Whatever happened to the unlikely lads? A hoaxing metamorphosis

David Harley ESET
Randy Abrams ESET

Once upon a time the most problematic chain emails were virus hoaxes, as exemplified by the Good Times hoax: however, perhaps the last really innovative malware-related hoaxes were the SULFNBK and JDGBMGR hoaxes of the early noughties. Since then, most anti-malware companies have virtually lost interest in memetic malware as its links with real, programmatic malware have declined. But does this mean the problem has gone away?

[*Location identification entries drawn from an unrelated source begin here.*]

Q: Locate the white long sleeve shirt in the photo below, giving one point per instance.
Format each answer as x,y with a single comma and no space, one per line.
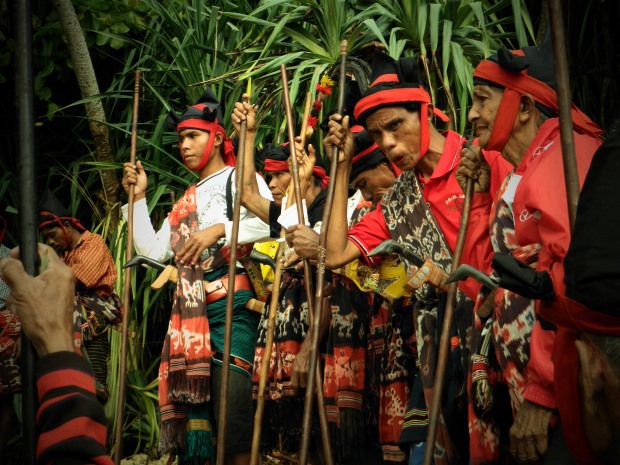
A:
211,210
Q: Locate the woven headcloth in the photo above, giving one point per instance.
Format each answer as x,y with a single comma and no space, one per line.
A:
528,71
397,83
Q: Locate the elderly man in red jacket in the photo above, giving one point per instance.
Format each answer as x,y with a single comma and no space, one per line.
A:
514,111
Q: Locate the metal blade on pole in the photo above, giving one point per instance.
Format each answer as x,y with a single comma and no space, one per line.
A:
122,371
320,274
27,205
273,308
571,177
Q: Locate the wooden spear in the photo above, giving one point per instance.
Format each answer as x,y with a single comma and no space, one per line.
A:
444,340
232,273
26,167
120,398
314,328
271,321
320,273
571,177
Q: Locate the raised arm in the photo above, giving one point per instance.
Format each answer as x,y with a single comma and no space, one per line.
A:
340,250
155,245
251,198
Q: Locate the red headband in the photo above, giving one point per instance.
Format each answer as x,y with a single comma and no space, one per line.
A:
516,85
397,96
275,165
321,174
212,127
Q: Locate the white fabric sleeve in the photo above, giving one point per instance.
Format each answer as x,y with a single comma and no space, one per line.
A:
251,228
155,245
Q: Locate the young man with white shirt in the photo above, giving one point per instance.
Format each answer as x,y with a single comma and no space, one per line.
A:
196,233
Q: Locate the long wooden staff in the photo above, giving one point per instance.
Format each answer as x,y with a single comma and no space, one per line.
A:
120,398
314,328
232,273
564,103
320,272
444,340
24,96
271,321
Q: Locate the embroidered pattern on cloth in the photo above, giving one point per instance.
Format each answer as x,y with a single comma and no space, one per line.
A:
514,319
412,224
184,371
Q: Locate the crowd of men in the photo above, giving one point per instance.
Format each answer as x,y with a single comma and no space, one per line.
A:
533,373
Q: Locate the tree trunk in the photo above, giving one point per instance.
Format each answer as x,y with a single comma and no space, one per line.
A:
85,74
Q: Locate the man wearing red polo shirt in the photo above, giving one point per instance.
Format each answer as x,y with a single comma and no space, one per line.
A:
423,209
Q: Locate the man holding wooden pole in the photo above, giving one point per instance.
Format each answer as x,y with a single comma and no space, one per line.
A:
424,202
197,233
514,111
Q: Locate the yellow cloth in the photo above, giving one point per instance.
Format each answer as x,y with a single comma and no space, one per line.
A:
268,248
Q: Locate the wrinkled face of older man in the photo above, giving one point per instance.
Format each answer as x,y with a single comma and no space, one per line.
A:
396,131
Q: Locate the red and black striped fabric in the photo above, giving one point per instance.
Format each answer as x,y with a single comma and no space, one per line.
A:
72,428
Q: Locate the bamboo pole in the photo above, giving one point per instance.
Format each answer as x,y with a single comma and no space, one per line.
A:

Unfortunately, it hasn't. Somewhere in the no man's land between malware and spam, the chain letter continues to create a range of problems for system administrators and IT support departments, from choked mail servers to choked support lines. However, it has also created both emotional and practical problems for the recipients as hoaxers have learned to apply increased pressure by hanging hoaxes and semi-hoaxes onto real life tragedies and disasters like the 2004 tsunami and missing children like Madeleine McCann.

This paper traces the changes in the Meme Machine from the 1990s to 2009, from the Jeffrey Mogul metavirus to the tsunami-related hoaxes that intermittently crippled public sector communication channels in the UK in the present decade, and considers some of the most recent examples, looking at underlying mechanisms as well as topical content. What has changed? What measures should we be taking to steer our users and customers away from the submerged 9/10 of this under-publicized iceberg? And if the security industry doesn't own the problem, who does?